中国の景気刺激策と株価: 呂 新一
中国も参加し先週末ロンドンで開かれたG20は、世界経済について「改善している」との認識を示したと同時に、景気回復が確実になるまで刺激策の継続を申し合わせました。そして、今週月曜日に北京で、マクロ経済を統括する中国国家発展改革委員会のメンバーが訪れた日本経済界代表団に「積極的な経済政策を続けて景気安定を実現したい」と伝えたそうです。即ち、できることなら、中国政府は今までの景気刺激策を継続していくつもりと思われます。
中国政府の望む通り景気刺激策が続けられ、そして中国経済が順調に成長していけば、日本にとっても恩恵は大きい。ただ、現実的には、中国政府が今までの景気刺激策をそのまま続けるのは難しいと見られます。
というのは、まず、いままでの刺激策の重点は社会固定資産投資(主に公共建設)と銀行の貸出増を促すことに置かれていましたが、各種建設プロジェクトが急増した結果、鉄鋼、セメントへの需要が膨らみ、既に設備の3割ほどが余剰であると言われていたこういった産業の調整が難しくなりました。しかし一方、現在、行うべきである設備調整を建設材料への特需がなくなった後へ先送りすると、調整過程が厳しいものになるだけでなく、経済全体へのマイナス影響も大きなものになると予想されます。
また、銀行貸出急増は不動産価格高騰の一因になった可能性が大きい。今年になってからの不動産価格上昇は常識の範囲をはるかに超えました。報道によると、先週末北京で開かれた«2009年秋の住宅展覧販売会»での平均成約価格は半年前の«2009年春の住宅展覧販売会»より26.8%も上昇しまして、同様に、南の温州市も今年に入ってからの住宅価格上昇は既に30%を超えました。住宅価格が急騰し、その結果、想定を大幅に超過した負債を背負わせられた一次購入者は、これから数十年にわたり住宅ローン(銀行)の奴隷になり下がり、借金返済のため生活を切り詰めることに走ることが容易に想像できます。無論、このような現象は中国政府が目指している内需拡大にとって大きな障害であることは言うほかありません。
思い切った金融緩和の結果、企業は潤沢な手元資金を抱えることになったが、一方では住宅市場以外有望な投資先が見つからず、当面の収益を獲得するために住宅市場に参入することは合理的な選択となりました。

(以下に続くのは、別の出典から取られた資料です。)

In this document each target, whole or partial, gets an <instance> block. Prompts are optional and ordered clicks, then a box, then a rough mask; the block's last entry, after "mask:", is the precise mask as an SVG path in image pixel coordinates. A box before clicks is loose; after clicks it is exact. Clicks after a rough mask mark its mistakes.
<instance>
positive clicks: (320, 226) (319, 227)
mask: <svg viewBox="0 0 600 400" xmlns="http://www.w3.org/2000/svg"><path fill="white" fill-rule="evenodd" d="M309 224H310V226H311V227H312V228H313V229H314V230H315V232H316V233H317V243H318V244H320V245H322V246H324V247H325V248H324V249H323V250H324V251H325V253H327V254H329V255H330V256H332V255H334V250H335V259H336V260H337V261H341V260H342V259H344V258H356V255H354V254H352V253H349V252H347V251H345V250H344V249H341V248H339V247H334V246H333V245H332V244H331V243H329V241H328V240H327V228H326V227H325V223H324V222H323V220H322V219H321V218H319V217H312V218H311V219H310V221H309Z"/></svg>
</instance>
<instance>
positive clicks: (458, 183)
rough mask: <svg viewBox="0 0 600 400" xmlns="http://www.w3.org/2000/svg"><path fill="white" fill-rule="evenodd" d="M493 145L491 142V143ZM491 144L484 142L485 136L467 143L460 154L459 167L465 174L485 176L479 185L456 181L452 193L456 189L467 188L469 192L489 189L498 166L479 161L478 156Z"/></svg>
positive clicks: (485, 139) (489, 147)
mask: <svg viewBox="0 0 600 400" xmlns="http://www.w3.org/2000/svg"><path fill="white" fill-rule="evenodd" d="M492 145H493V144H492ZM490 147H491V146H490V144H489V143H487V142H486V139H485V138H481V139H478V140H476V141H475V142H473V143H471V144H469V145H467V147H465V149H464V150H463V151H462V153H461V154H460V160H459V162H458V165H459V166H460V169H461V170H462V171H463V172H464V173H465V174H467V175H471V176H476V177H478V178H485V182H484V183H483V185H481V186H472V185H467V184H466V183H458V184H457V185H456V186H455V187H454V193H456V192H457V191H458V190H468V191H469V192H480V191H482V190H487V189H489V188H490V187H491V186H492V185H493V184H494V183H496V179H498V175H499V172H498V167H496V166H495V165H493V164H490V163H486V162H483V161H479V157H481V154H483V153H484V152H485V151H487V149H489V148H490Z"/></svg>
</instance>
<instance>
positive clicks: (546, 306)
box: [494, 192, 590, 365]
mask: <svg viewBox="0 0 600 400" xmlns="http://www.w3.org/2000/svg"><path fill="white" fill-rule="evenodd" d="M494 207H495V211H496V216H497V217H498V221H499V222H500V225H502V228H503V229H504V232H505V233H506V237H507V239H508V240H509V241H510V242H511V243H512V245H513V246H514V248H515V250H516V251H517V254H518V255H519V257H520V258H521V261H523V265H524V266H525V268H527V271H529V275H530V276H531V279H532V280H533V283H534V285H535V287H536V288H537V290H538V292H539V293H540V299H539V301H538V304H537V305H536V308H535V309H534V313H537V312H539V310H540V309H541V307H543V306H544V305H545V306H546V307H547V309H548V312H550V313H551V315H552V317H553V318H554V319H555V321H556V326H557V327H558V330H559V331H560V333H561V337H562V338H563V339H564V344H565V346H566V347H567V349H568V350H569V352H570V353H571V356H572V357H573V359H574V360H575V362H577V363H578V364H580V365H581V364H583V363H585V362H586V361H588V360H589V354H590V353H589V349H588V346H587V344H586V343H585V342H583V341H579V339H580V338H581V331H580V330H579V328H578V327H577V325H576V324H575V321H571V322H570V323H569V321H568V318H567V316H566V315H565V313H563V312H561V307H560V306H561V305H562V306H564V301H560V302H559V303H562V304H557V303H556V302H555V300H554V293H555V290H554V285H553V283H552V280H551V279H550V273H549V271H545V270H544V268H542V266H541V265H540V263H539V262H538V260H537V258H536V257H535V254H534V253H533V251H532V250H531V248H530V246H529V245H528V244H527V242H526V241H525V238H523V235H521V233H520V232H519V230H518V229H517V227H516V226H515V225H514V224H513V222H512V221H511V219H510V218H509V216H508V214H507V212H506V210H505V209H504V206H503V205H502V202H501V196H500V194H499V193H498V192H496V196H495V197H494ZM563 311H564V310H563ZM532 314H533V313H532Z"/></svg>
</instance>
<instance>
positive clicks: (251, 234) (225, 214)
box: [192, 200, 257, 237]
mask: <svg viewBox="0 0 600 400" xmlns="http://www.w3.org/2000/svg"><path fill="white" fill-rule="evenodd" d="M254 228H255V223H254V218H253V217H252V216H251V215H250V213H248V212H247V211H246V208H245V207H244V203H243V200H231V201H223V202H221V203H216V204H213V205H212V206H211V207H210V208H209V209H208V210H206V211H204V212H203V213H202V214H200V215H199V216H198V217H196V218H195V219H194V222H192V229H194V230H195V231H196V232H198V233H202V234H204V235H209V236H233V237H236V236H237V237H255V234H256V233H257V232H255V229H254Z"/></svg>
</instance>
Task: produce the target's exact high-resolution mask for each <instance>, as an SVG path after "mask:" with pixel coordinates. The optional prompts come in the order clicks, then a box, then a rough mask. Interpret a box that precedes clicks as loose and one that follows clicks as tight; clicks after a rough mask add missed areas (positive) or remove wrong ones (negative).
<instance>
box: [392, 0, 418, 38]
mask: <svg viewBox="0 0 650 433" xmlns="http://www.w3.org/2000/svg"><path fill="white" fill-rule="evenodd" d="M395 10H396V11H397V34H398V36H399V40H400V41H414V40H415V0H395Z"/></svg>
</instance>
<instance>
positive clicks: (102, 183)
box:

事実、ここ数カ月、数多くの大手国有企業がほか民間企業より遥かに低い資金調達コストと中央政府の後ろ盾との武器を活かし、不動産開発子会社を設立するまたは新築物件を大量に買い取るなどの形で住宅市場に参加しているとの報道は後絶ちません。
ただ、どの基準からも説明不可能な高さまで押し上げられた中国の住宅価格はますます不安定な状態に入ったとも言えます。言い換えれば、いまのような金融緩和をさらに続けても、銀行に収益をもたらすところか、不良債権の急増に繋がりかねません。その可能性について、中国政府は既に警戒しているように見られ、事実、銀行監督委員会の副会長が今月初め、2年後に中国の銀行の不良債権が2%上昇する恐れがあると言明しました。
無論、中国政府も、中国の各銀行も、数年後にアメリカのサブプライム悲劇が中国で再現されるのをぜひとも避けたいと見られます。従って、1つの可能性として、これから相当長い期間において、中国政府または各大銀行が口では緩和を続けると言いながらも、実際の融資行動により慎重になると予想されます。
景気の気の元となる国民の希望を委縮させず、最高の状態で建国60周年記念日となる10月1日を迎えるために、これからも、中国政府は色んな施策を施し、株価の維持に苦心すると見られます。ただ、今年上半期のような金融緩和はもう過去のことになり、企業収益の改善も当面見込みにくいなどを考えると、現行水準からの中国株の反発余地が小さく、10月1日を前に戻り天井を迎える可能性が高いと思われます。